Like the core game, the expansion has crisp, beautiful visuals that have an old-school style, but still look fresh, and all in glorious 1080p. If you have any old school gamers who are still on the fence about getting a PS3, this is one game they have to see.

The music is your typical shooter electronica, but is some of the best I’ve heard in years. While not quite as memorable as some of the classic tunes from the 16 bit era (to this day I can still hum tracks from Thunder Force 3 and Arrow Flash) it’s still a cut above other shooters in this generation. And as with the core game, the voice acting is very well done and can even be helpful during the boss fights.

The controls are spot on and everything you could hope for. It’s entirely possible to completely dominate in this title if you’re good enough. You’ll never feel cheated here.

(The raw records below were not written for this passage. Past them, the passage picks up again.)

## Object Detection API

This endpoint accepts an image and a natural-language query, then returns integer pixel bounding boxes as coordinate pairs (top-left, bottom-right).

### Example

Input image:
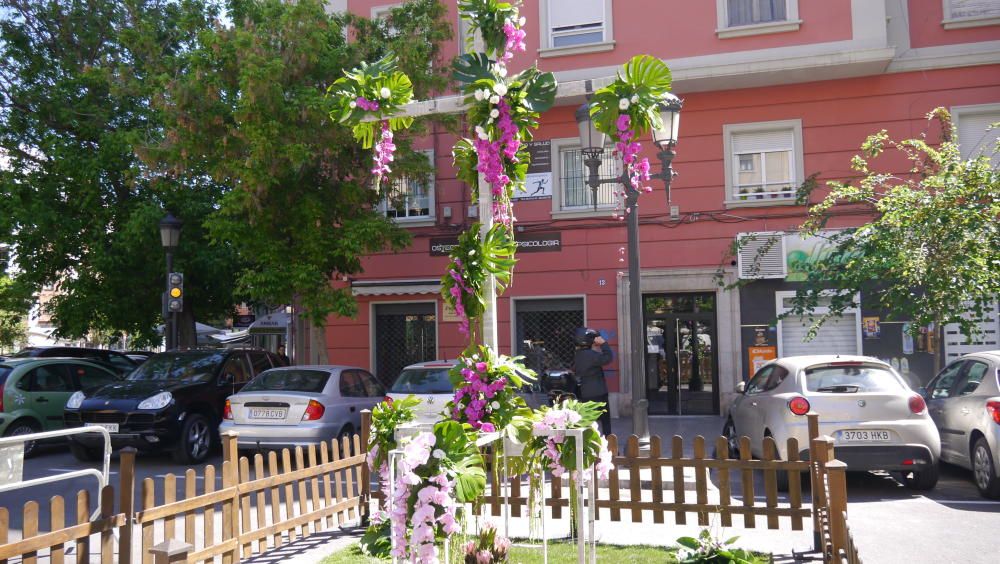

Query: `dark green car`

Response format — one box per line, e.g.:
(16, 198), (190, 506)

(0, 357), (121, 456)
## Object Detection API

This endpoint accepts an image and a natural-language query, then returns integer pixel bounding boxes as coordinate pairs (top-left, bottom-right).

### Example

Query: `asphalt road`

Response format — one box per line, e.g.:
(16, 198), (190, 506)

(5, 423), (1000, 563)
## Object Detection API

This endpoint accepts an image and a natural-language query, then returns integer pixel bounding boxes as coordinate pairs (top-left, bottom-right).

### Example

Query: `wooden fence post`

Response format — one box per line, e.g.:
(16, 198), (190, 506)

(119, 447), (137, 564)
(360, 410), (371, 522)
(807, 413), (820, 551)
(221, 431), (239, 564)
(149, 539), (191, 564)
(827, 460), (849, 561)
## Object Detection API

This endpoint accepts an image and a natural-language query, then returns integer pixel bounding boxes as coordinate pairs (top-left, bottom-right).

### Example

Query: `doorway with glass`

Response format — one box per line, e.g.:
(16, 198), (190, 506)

(644, 292), (720, 415)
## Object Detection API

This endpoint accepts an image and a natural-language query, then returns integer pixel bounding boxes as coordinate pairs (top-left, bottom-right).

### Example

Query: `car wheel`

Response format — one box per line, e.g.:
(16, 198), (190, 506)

(972, 437), (1000, 499)
(718, 418), (739, 459)
(70, 441), (102, 462)
(337, 425), (355, 452)
(4, 419), (41, 457)
(172, 413), (212, 464)
(898, 463), (939, 491)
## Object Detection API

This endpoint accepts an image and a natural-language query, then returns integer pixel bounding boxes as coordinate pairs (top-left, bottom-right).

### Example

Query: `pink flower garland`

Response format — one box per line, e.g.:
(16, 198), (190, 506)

(390, 432), (460, 563)
(611, 114), (653, 220)
(473, 99), (520, 228)
(451, 354), (507, 431)
(501, 18), (526, 63)
(372, 120), (395, 182)
(448, 258), (474, 335)
(533, 408), (614, 482)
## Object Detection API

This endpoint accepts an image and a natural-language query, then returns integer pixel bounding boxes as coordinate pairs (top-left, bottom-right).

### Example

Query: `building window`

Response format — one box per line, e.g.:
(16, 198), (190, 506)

(944, 0), (1000, 28)
(539, 0), (614, 55)
(378, 150), (434, 221)
(776, 291), (861, 357)
(715, 0), (799, 37)
(373, 302), (436, 388)
(723, 120), (804, 207)
(556, 143), (622, 211)
(513, 298), (585, 377)
(952, 104), (1000, 167)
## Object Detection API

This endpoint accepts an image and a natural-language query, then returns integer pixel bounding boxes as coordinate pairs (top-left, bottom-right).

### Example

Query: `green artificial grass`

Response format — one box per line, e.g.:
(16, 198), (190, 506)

(321, 540), (680, 563)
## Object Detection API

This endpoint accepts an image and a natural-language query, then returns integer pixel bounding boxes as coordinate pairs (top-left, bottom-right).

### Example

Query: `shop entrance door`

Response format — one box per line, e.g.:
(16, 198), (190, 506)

(644, 293), (719, 415)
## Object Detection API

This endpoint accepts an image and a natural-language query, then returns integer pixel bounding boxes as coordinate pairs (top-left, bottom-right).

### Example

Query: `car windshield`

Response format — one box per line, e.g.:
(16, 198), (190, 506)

(0, 365), (11, 387)
(126, 352), (225, 383)
(9, 349), (36, 358)
(390, 367), (454, 394)
(243, 369), (330, 393)
(805, 364), (904, 393)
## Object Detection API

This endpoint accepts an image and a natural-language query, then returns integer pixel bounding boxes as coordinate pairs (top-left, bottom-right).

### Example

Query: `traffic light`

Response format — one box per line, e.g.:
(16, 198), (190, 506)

(168, 272), (184, 313)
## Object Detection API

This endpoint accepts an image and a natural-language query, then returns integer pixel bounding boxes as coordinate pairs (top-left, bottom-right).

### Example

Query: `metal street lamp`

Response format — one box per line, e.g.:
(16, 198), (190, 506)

(576, 96), (682, 443)
(159, 212), (183, 350)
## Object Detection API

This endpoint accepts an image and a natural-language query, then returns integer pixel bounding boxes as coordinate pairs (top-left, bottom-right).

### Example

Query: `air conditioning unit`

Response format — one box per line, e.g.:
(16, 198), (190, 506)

(736, 232), (786, 279)
(467, 205), (479, 218)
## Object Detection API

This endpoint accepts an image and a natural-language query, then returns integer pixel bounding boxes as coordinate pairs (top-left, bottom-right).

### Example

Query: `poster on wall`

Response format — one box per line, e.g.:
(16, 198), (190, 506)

(748, 346), (777, 376)
(863, 316), (881, 339)
(517, 140), (552, 200)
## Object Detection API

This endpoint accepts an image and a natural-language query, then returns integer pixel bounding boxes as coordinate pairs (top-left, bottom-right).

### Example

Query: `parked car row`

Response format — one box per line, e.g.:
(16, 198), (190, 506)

(724, 353), (1000, 498)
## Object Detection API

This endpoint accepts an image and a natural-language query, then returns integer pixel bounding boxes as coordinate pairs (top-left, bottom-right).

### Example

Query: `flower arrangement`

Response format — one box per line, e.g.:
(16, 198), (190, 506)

(440, 224), (517, 339)
(328, 55), (415, 187)
(448, 344), (535, 433)
(587, 55), (676, 218)
(524, 399), (614, 483)
(462, 521), (512, 563)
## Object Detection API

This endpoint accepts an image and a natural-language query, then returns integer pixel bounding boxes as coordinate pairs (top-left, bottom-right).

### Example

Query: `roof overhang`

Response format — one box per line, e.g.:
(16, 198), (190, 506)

(351, 278), (441, 297)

If you buy the farm, it’s because you made a wrong move, not due to any lag in the controls. It’s the kind of game where the controls feel so right that just moving around during the brief gaps in bullet clouds makes the experience worth it.

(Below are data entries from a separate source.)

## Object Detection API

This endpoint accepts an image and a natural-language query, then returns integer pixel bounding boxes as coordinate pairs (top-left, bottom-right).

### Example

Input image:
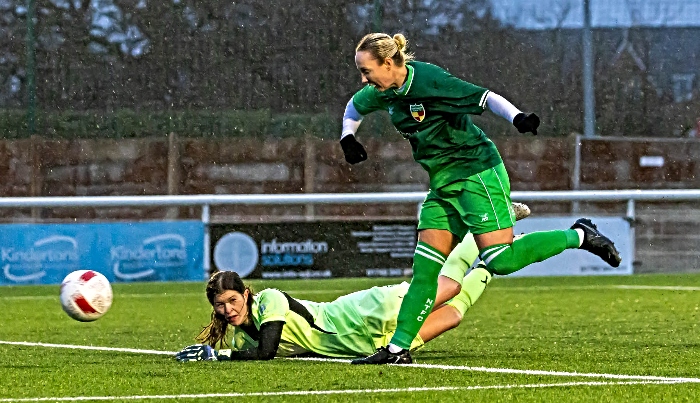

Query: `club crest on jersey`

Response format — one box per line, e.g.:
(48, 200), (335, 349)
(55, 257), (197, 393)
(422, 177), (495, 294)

(410, 104), (425, 122)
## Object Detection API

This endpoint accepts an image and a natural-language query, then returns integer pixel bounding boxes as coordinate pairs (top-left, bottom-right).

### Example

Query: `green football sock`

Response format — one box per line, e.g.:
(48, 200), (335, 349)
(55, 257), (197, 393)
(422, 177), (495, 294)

(480, 229), (580, 276)
(390, 241), (446, 350)
(445, 265), (491, 316)
(439, 233), (480, 282)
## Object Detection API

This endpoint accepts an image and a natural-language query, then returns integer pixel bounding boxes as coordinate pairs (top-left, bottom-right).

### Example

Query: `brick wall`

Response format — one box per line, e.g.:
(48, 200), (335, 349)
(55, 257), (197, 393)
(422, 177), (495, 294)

(2, 134), (699, 272)
(3, 135), (699, 219)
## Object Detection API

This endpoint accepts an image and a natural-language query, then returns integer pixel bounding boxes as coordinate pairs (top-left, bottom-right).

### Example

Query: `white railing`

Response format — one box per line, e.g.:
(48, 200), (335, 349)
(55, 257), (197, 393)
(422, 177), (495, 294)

(3, 189), (700, 209)
(2, 189), (700, 273)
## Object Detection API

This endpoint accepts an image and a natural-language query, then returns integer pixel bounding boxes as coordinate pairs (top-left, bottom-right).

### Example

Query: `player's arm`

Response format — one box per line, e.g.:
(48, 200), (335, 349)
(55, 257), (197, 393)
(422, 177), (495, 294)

(217, 321), (284, 361)
(175, 321), (285, 362)
(438, 69), (540, 135)
(339, 86), (387, 164)
(339, 98), (368, 164)
(485, 92), (540, 135)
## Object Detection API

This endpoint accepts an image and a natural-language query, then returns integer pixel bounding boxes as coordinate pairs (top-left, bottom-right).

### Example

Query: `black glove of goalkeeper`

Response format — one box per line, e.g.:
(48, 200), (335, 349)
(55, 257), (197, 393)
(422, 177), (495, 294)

(513, 112), (540, 135)
(340, 135), (367, 164)
(175, 344), (219, 362)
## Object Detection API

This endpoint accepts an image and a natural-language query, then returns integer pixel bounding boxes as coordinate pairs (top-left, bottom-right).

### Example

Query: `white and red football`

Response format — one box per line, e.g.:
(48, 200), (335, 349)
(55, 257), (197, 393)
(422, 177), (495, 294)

(59, 270), (113, 322)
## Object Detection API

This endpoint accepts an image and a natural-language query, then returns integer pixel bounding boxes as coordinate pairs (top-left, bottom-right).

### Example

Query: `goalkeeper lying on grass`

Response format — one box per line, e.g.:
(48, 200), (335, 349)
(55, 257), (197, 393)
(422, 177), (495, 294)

(175, 203), (531, 362)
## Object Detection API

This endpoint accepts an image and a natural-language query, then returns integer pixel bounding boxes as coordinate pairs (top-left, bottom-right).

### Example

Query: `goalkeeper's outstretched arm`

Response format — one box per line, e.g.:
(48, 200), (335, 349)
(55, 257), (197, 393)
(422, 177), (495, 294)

(217, 321), (284, 361)
(176, 321), (284, 362)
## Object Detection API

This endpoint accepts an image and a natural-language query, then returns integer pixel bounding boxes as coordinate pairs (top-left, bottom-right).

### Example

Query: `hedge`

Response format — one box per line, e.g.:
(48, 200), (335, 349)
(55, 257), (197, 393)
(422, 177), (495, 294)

(0, 108), (561, 140)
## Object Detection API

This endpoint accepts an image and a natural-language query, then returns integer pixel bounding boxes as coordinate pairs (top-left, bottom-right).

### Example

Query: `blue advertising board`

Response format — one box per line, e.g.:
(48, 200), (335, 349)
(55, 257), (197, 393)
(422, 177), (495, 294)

(0, 221), (205, 285)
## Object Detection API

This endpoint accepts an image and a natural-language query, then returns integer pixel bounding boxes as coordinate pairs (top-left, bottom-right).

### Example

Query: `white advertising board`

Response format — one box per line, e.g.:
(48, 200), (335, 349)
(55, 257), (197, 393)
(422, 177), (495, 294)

(508, 216), (633, 277)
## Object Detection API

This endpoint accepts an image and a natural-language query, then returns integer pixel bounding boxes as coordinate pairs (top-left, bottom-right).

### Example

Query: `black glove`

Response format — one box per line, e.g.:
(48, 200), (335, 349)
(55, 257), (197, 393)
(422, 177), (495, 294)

(175, 344), (219, 362)
(513, 112), (540, 135)
(340, 135), (367, 164)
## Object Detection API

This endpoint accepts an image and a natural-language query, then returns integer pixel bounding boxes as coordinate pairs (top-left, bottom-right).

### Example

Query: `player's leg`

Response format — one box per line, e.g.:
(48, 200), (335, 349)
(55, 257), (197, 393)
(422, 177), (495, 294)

(434, 202), (531, 307)
(370, 265), (491, 352)
(351, 192), (466, 365)
(415, 302), (462, 344)
(434, 232), (479, 307)
(384, 229), (454, 351)
(461, 163), (618, 275)
(418, 263), (492, 343)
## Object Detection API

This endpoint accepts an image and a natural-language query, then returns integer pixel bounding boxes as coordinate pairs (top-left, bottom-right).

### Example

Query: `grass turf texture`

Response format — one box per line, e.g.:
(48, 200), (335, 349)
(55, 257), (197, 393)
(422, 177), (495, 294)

(1, 274), (699, 402)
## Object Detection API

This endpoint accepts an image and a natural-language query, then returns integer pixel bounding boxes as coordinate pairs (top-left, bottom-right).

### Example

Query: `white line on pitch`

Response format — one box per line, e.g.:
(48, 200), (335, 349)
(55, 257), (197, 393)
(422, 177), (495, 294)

I couldn’t put these new levels down for a couple of days, and only then because I had other reviews to write. It’s incredibly addicting, and offers a lot of replay value on top of what the original game already offered. As mentioned above, there are new Challenge levels, your ships are upgradable, there’s unlockable ships, world leaderboards, and multiple difficulty levels. You do get a lot for your money, but that does bring me to a disturbing point.

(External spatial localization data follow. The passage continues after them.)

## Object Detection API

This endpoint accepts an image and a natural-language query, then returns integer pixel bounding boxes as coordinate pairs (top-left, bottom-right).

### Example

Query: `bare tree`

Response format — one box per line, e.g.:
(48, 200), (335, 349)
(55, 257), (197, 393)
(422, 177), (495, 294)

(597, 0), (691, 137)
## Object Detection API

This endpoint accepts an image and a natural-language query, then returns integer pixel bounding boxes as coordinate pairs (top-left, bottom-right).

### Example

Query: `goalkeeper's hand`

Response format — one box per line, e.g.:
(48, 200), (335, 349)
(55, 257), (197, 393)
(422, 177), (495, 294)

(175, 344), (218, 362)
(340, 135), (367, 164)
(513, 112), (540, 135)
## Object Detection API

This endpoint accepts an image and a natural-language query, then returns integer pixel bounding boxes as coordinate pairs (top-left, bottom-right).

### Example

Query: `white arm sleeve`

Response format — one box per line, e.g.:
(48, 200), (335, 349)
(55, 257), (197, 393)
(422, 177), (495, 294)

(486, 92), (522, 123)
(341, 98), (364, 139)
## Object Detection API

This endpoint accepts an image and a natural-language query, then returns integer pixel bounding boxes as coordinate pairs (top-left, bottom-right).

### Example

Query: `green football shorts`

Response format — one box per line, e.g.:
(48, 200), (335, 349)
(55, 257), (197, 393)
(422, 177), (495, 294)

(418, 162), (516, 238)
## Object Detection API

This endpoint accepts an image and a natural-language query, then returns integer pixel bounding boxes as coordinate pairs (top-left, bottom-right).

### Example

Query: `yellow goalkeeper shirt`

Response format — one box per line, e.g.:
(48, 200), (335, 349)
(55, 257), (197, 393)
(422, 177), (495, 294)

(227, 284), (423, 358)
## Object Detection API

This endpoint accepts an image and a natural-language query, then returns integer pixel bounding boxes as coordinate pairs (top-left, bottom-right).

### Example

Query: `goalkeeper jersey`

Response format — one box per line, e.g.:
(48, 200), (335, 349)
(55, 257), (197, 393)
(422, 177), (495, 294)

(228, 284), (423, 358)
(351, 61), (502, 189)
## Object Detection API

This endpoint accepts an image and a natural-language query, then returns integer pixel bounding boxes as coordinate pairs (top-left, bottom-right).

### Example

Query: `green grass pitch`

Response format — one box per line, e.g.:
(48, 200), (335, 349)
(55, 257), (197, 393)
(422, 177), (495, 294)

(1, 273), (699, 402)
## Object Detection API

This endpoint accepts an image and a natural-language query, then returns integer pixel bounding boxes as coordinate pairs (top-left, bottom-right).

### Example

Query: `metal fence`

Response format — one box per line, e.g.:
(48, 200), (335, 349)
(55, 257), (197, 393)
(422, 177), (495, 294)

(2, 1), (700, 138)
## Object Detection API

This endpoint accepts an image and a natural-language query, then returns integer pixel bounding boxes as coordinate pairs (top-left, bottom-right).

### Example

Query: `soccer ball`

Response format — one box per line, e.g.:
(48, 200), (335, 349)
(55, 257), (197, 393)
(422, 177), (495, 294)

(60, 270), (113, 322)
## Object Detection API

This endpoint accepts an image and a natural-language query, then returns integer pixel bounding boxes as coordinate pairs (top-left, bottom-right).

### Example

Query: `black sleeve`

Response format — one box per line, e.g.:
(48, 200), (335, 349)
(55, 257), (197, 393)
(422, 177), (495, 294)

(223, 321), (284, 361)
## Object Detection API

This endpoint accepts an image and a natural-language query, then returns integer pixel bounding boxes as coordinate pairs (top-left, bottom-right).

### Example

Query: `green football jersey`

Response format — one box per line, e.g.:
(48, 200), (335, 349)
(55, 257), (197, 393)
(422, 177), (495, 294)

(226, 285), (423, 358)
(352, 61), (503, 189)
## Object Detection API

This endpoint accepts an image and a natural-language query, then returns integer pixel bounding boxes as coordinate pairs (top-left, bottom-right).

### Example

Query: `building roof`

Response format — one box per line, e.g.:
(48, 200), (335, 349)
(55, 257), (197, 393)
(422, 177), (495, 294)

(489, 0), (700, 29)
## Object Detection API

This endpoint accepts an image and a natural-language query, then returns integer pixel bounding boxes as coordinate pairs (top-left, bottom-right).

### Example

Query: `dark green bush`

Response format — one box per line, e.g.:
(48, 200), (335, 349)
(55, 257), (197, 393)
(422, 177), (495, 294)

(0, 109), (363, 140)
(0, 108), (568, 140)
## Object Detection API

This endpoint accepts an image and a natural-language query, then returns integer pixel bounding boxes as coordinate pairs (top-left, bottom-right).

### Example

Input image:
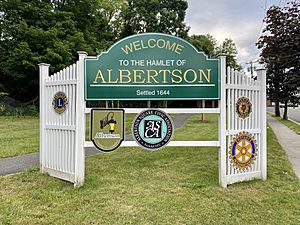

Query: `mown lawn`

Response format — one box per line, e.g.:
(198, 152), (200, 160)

(0, 114), (138, 158)
(0, 114), (300, 224)
(0, 116), (39, 158)
(0, 113), (179, 158)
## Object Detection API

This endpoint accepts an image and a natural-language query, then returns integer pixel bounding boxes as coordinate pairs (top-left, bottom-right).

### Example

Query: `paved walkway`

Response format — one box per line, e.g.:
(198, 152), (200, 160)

(268, 115), (300, 180)
(0, 113), (192, 176)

To be completely honest, I feel like this really either should have been included in the original release to better justify its 14.99 price point, or released as a free expansion. This fairly recent trend of having new DLC for games that’s available the day of a game’s release or shortly thereafter on retail titles is bad enough, but when it starts happening with DLC titles, you can’t help but think that these were completed at the same time as the rest of the game, and were simply held back to sell for an additional cost later and squeeze a few more dollars out of shooter fanatics. I look at this trend, and I think of drug dealers who give out the first fix for little or no money, then charge out the backside once you’re hooked. The quick turn around time for this expansion leads me to think that the above is what happened: they finished the game, then cut three levels off in the hopes that the first seven (or four depending on your skill) levels would get players hooked and willing to shell out another seven bucks. And while I feel the game on the whole is fantastic and well worth 14.99, I’m not so sure it’s worth 20.00.

The Scores
Story: Good
Graphics: Classic
Sound: Great
Control and Gameplay: Classic
Replayability: Great
Balance: Classic
Originality: Good
Addictiveness: Great
Appeal Factor: Good
Miscellaneous: Below Average

Short Attention Span Summary
There’s a lot of clear love for old school side scrolling shooters in this game, and it the expansion pack. If the core game really scratched your bullet hell itch, the additional material here will make sure the sore doesn’t scab over any time soon. And while I question the practice of splitting games this small up and selling three levels at half the original purchase price, I do feel that if you already own the core game, you’ll be doing yourself a disservice not to pick this up. I eagerly await future games in this series, as its quickly becoming one of my favorite PSN exclusives. Go pick these up, and be sure to give as much hell as you get.